Carlos Garcia (Nicaragua)
(Redirected from Carlos J. García)
Carlos J. García Solorzano
Biographical Information[edit]
Carlos Garcia was one of the great organizers in Nicaraguan baseball history. He founded the Nicaraguan Amateur League in 1970, getting Bob Feller to threw out the ceremonial first pitch to Joe DiMaggio. As a president of the Nicaraguan Baseball Federation (FENIBA), Garcia was also a crucial figure in the success of the Nicaraguan national team during the 1970s. During this decade, he tirelessly lobbied the International Olympic Committee on behalf of baseball.
Shortly after the Sandinistas overthrew the government of Anastasio Somoza, Garcia went to prison, as mentioned in Daniel Okrent's book Nine Innings. The sentence was for ten years, but he wound up serving 1,640 days, as President Ronald Reagan noted in a White House briefing for Central American leaders on March 25, 1985 at which Garcia was present.
In 1991, then Nicaragua's minister of sport, Garcia described what happened in a Sports Illustrated article about Dennis Martinez.

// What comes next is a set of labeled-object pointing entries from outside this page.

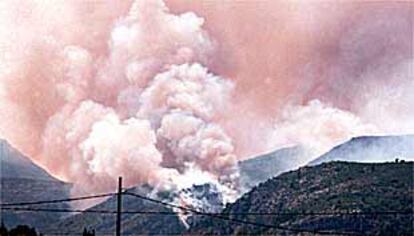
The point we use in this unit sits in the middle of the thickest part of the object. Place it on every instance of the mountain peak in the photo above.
(14, 164)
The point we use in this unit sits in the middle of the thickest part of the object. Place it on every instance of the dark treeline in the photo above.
(24, 230)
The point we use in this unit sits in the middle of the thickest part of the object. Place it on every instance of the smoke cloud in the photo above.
(166, 95)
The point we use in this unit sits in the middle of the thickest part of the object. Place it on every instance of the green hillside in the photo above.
(348, 188)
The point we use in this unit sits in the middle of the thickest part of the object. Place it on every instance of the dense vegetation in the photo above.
(331, 187)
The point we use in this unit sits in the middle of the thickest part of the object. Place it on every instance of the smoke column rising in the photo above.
(95, 90)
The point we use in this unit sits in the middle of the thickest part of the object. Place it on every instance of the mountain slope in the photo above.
(261, 168)
(371, 149)
(137, 224)
(23, 181)
(330, 187)
(15, 165)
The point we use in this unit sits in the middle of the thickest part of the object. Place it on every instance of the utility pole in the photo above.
(119, 208)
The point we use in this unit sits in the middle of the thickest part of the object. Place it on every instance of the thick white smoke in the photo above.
(145, 110)
(318, 127)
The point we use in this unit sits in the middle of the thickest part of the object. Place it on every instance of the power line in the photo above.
(57, 201)
(222, 214)
(277, 227)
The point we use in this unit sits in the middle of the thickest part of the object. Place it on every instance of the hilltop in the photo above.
(329, 187)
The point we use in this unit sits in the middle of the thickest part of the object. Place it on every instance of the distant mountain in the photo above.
(13, 164)
(24, 181)
(371, 149)
(261, 168)
(329, 187)
(137, 224)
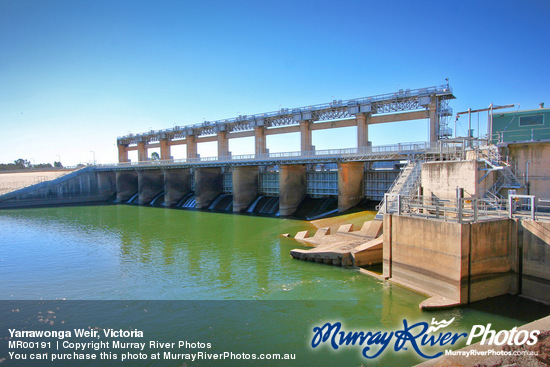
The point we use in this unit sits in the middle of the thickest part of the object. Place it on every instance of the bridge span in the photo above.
(424, 103)
(344, 177)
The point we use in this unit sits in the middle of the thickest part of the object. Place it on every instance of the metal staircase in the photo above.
(405, 184)
(506, 178)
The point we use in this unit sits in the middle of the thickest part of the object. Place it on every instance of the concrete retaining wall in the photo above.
(208, 185)
(82, 186)
(351, 181)
(535, 281)
(462, 262)
(292, 188)
(443, 178)
(245, 186)
(177, 183)
(538, 154)
(150, 184)
(126, 185)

"'I never belonged to any political party, but the Sandinistas said the CIA wanted to control international baseball.'" Garcia was never given a trial, just a 45-minute reading of the charges against him, and then he was imprisoned for 4 1/2 years. 'My job, my property were lost,' he says. "It was like a grenade exploded and shattered Nicaragua into a thousand pieces.'"
Carlos Garcia has remained active in many capacities since then. As of 2008, he served as secretary general of the Nicaraguan Olympic Committee (CON).